I wrote recently about research by the Philadelphia Inquirer into how many hospital patients are actually harmed by serious, avoidable medical errors. Now new research looks at how many patients suffer from a particular type of error – a mistake in medication.

According to a
report in the Boston Globe, a new study released by two non-profit groups found that one in every 10 patients admitted to six community hospitals in Massachusetts suffered “serious and avoidable” medication mistakes.

The researchers who prepared the report looked at 4,200 randomly selected patient medical charts at the six hospitals, covering stays from January 2005 to August 2006.

A mistake was defined as a patient being given a drug even though the medical records indicated it might trigger an allergic reaction or exacerbate a medical condition.

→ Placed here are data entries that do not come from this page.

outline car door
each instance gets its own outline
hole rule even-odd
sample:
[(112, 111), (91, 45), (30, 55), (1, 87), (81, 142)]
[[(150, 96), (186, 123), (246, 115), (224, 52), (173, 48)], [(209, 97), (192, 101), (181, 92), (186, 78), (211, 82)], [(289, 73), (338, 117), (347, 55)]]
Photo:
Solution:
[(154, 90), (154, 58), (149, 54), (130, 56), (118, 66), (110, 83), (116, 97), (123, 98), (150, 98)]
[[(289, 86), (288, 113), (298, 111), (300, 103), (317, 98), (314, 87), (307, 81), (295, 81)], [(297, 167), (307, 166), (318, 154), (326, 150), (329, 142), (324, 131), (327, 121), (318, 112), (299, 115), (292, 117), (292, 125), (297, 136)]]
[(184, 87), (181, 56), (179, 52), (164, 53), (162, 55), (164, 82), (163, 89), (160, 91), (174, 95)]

Medication errors were counted only when patients suffered serious reactions, including going into shock or suffering kidney failure. In nearly every instance, the patients remained in the hospital longer to recover from the mistake. Nobody died from any of the mistakes, researchers said.

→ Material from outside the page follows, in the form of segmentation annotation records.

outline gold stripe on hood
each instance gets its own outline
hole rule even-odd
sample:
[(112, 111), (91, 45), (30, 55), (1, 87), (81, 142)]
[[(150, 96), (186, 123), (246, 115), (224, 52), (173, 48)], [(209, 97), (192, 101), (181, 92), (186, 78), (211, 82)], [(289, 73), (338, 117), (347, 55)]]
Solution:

This kind of information is valuable because it show the problems that can result from flawed processes and the benefits that can be achieved from improving them.

However, I am concerned that everyone seems to think the answer to the problem is technology. The article says none of the community hospitals has a computerized physician order entry system,

which requires doctors to type into a central database every medical order, including prescriptions, diagnostic tests, and blood work. The doctors' orders are matched against the patient's medical history, triggering red flags to prevent problems related to drug allergies, overdoses, and dangerous interactions with other drugs…

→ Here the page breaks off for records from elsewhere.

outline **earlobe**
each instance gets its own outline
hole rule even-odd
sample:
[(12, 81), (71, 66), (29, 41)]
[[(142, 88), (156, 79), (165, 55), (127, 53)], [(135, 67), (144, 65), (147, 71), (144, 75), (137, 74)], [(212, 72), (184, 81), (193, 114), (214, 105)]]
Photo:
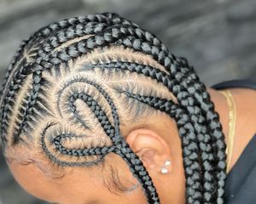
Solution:
[(148, 170), (161, 173), (171, 171), (169, 162), (165, 165), (172, 160), (171, 148), (156, 132), (146, 128), (133, 130), (126, 137), (126, 142)]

After this system was put in place at Brigham and Women's Hospital in 1995, preventable medication errors declined by 55 percent over the next two years.

Don’t get me wrong, I have nothing against technology. And if this type of system seriously reduces medical errors, great.

What concerns me is whether anyone is really examining the causes of the medication errors, rather than just assuming that a computerized system will take care of everything.

Why were errors at Brigham and Women’s Hospital reduced by only 55 percent? Clearly, the computerized system didn’t eliminate all errors. There are probably process flaws still causing errors, and those flaws weren’t addressed by computerization. But they probably could be addressed by a systematic lean approach that maps processes, identifies sources of problems, then uses mistake-proofing and/or other tools to solve them.

More technology is needed in hospitals. But it’s not enough.

1 comment:

Dean Bliss said...

You're right, Ralph - the process issues are there, and need to be addressed. Through organizations such as the Institute for Healthcare Improvement, healthcare organizations are tackling this issue, which is more complex than it may appear on the surface. The goal is to eliminate this type of error, which will take a combination of process improvement and technology to bring us as close to perfection as we can get.